St. Vincent, umano, troppo umano. Quasi santo
La bontà è come i soldi. Chi la “possiede” davvero non ha bisogno di ostentarla. Anzi, a volte addirittura la camuffa sotto strati di ruvida diffidenza. Qualcuno ha bisogno di aiuto? Puoi dare una mano, certo, ma con moderazione. Perché, se il prossimo tenta di rovesciarti addosso l’intera sequenza di catastrofi che gli sono capitate, meglio mettere subito in chiaro le cose. “Non voglio sentire tutta la storia”, come ama ripetere Vincent (Bill Murray), protagonista di St. Vincent, il film di Theodor Melfi in sala in questi giorni.

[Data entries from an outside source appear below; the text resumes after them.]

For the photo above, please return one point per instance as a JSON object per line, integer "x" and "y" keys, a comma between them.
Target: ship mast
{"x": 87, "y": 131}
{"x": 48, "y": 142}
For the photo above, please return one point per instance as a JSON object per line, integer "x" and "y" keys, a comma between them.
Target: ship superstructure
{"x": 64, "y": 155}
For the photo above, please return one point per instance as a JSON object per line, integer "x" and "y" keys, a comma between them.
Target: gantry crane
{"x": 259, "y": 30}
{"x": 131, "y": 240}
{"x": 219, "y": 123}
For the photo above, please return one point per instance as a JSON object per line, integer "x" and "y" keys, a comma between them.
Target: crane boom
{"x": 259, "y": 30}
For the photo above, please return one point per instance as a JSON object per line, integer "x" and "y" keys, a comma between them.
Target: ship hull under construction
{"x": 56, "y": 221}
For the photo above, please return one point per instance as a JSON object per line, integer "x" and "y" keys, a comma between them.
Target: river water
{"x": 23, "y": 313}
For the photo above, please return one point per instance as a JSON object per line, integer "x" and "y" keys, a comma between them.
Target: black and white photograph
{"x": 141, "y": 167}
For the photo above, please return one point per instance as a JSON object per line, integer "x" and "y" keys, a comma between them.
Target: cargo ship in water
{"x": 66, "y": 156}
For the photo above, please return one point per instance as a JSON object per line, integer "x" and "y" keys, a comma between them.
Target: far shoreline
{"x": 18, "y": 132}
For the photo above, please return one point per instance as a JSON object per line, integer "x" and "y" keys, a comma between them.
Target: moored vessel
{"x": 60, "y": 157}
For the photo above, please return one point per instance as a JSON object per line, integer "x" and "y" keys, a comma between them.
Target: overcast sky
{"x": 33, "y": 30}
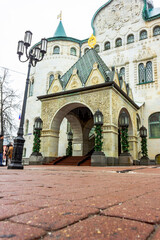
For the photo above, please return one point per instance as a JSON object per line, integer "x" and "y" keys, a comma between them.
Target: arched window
{"x": 107, "y": 46}
{"x": 51, "y": 78}
{"x": 56, "y": 50}
{"x": 31, "y": 86}
{"x": 73, "y": 52}
{"x": 156, "y": 30}
{"x": 27, "y": 127}
{"x": 118, "y": 42}
{"x": 141, "y": 73}
{"x": 149, "y": 74}
{"x": 86, "y": 49}
{"x": 130, "y": 38}
{"x": 143, "y": 35}
{"x": 145, "y": 73}
{"x": 154, "y": 125}
{"x": 97, "y": 48}
{"x": 122, "y": 72}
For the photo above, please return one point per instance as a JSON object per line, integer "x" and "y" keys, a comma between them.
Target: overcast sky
{"x": 40, "y": 17}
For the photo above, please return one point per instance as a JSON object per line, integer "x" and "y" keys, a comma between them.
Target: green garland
{"x": 36, "y": 141}
{"x": 144, "y": 147}
{"x": 98, "y": 138}
{"x": 124, "y": 139}
{"x": 69, "y": 149}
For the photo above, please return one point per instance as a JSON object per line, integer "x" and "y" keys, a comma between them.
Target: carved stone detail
{"x": 117, "y": 15}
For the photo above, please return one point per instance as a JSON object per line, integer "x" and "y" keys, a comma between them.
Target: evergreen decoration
{"x": 37, "y": 141}
{"x": 144, "y": 147}
{"x": 98, "y": 138}
{"x": 124, "y": 139}
{"x": 69, "y": 149}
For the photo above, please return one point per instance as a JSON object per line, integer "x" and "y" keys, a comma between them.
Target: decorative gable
{"x": 74, "y": 81}
{"x": 116, "y": 79}
{"x": 95, "y": 76}
{"x": 55, "y": 86}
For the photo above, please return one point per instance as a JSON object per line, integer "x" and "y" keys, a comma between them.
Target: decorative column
{"x": 98, "y": 157}
{"x": 36, "y": 157}
{"x": 125, "y": 157}
{"x": 144, "y": 159}
{"x": 69, "y": 148}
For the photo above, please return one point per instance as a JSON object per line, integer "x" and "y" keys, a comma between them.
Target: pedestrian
{"x": 10, "y": 153}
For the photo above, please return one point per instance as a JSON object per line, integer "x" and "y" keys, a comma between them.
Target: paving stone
{"x": 7, "y": 211}
{"x": 132, "y": 210}
{"x": 156, "y": 235}
{"x": 103, "y": 228}
{"x": 55, "y": 217}
{"x": 16, "y": 231}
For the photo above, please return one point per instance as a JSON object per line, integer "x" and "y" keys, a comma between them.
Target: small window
{"x": 154, "y": 125}
{"x": 97, "y": 49}
{"x": 149, "y": 74}
{"x": 156, "y": 31}
{"x": 31, "y": 86}
{"x": 107, "y": 46}
{"x": 56, "y": 50}
{"x": 130, "y": 38}
{"x": 85, "y": 50}
{"x": 27, "y": 127}
{"x": 51, "y": 78}
{"x": 118, "y": 42}
{"x": 143, "y": 34}
{"x": 141, "y": 71}
{"x": 122, "y": 72}
{"x": 73, "y": 52}
{"x": 24, "y": 152}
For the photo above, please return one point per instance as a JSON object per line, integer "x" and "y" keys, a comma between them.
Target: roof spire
{"x": 60, "y": 32}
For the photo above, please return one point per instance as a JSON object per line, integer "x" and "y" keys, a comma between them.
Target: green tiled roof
{"x": 60, "y": 32}
{"x": 84, "y": 67}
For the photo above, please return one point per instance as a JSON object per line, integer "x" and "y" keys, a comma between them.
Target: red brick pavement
{"x": 74, "y": 203}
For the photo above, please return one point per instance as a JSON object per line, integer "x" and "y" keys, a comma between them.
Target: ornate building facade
{"x": 122, "y": 72}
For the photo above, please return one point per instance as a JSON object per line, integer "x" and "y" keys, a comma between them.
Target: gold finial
{"x": 92, "y": 41}
{"x": 60, "y": 15}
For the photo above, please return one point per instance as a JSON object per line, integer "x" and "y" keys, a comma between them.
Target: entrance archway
{"x": 80, "y": 118}
{"x": 130, "y": 131}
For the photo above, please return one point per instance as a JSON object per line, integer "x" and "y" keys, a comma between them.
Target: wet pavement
{"x": 89, "y": 203}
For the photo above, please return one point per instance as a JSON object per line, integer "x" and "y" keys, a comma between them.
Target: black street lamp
{"x": 98, "y": 118}
{"x": 70, "y": 139}
{"x": 143, "y": 132}
{"x": 34, "y": 55}
{"x": 124, "y": 124}
{"x": 98, "y": 122}
{"x": 144, "y": 159}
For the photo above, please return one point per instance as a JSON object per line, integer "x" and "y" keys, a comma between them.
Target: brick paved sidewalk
{"x": 89, "y": 203}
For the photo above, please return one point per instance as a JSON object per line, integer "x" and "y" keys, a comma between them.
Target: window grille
{"x": 154, "y": 125}
{"x": 130, "y": 38}
{"x": 143, "y": 34}
{"x": 156, "y": 31}
{"x": 56, "y": 50}
{"x": 118, "y": 42}
{"x": 107, "y": 46}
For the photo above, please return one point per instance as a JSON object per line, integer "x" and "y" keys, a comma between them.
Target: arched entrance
{"x": 130, "y": 132}
{"x": 80, "y": 119}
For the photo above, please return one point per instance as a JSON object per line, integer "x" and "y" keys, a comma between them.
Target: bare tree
{"x": 9, "y": 104}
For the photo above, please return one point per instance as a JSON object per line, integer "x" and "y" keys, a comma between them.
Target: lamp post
{"x": 70, "y": 139}
{"x": 144, "y": 159}
{"x": 37, "y": 133}
{"x": 98, "y": 122}
{"x": 34, "y": 55}
{"x": 124, "y": 123}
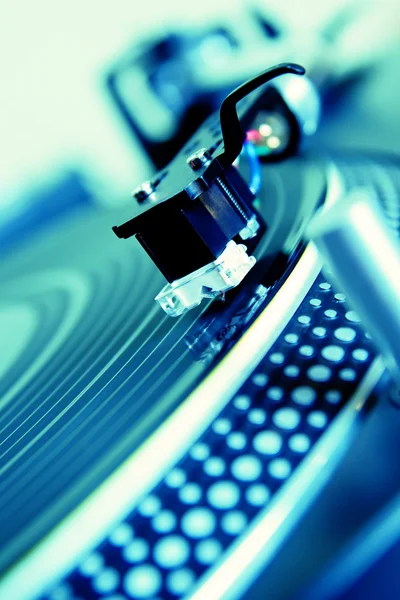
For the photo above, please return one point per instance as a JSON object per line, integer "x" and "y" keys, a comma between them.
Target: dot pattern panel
{"x": 187, "y": 523}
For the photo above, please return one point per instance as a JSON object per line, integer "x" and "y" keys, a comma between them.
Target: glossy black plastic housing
{"x": 191, "y": 215}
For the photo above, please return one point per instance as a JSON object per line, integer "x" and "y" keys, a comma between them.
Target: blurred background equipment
{"x": 182, "y": 77}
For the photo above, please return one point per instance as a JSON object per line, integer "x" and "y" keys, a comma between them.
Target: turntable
{"x": 144, "y": 456}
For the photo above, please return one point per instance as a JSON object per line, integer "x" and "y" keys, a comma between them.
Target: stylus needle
{"x": 364, "y": 256}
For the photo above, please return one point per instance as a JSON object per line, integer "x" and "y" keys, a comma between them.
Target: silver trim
{"x": 251, "y": 554}
{"x": 87, "y": 525}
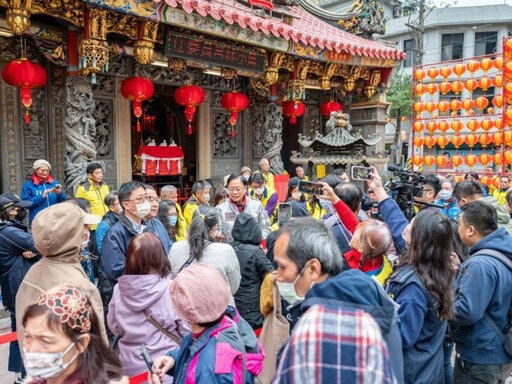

Vincent è un burbero che si divide (più o meno equamente) tra l’alcool, le scommesse e una signora della notte di nome Daka (Naomi Watts). Il suo coinquilino è il gatto Felix, che per ovvi motivi spicca subito all’occhio di chi entra in casa. Tra i pochi “fortunati” c’è Oliver (Jeaden Lieberher), il figlio della nuova vicina di casa Maggie (Melissa McCarthy). Tra di loro non è certo simpatia al primo sguardo, ma dopo che l’uomo accetta di fare da babysitter al ragazzino, ovviamente dietro compenso, per una sorta di “effetto domino” i loro giorni prendono un corso imprevisto.
Così, tra barlumi di umanità inattesa, lezioni di vita non convenzionali e dolori silenziosi, ognuno rimette in discussione quel che credeva di sapere su di sé e sul mondo circostante. E anche se non è detto che i loro destini si incroceranno di nuovo, di sicuro avranno imparato che non si può dare niente per scontato, se qualcuno è riuscito a “vedere” la santità in Vincent.
Il film di Theodor Melfi è certamente una commedia natalizia, e rispetta fedelmente tutti i canoni della categoria. Buoni sentimenti, dolori e ostacoli da superare, e un rapporto d’amicizia destinato a cambiare entrambi. St. Vincent onora uno a uno gli archetipi del genere, ma non rinuncia ad avere un’anima. E in questo caso, è quella che emana lo sguardo spigoloso eppure malinconico di Bill Murray, a cui fa da contraltare quello morbido ma non meno amaro di Melissa McCarthy.
“Un santo è un essere umano che onoriamo per i sacrifici che fa e per il suo impegno nel rendere il mondo un posto migliore”, spiega il maestro di religione a Oliver. Un santo è prima di tutto una persona, e in quanto tale ha dei difetti, fa sbagli, e compie peccati. Ed è proprio questo che avvicina i suoi piccoli e grandi gesti di bontà. Li rende tangibili e significativi. E l’unica santità degna di questo nome è quella di cui è imbevuta la quotidianità.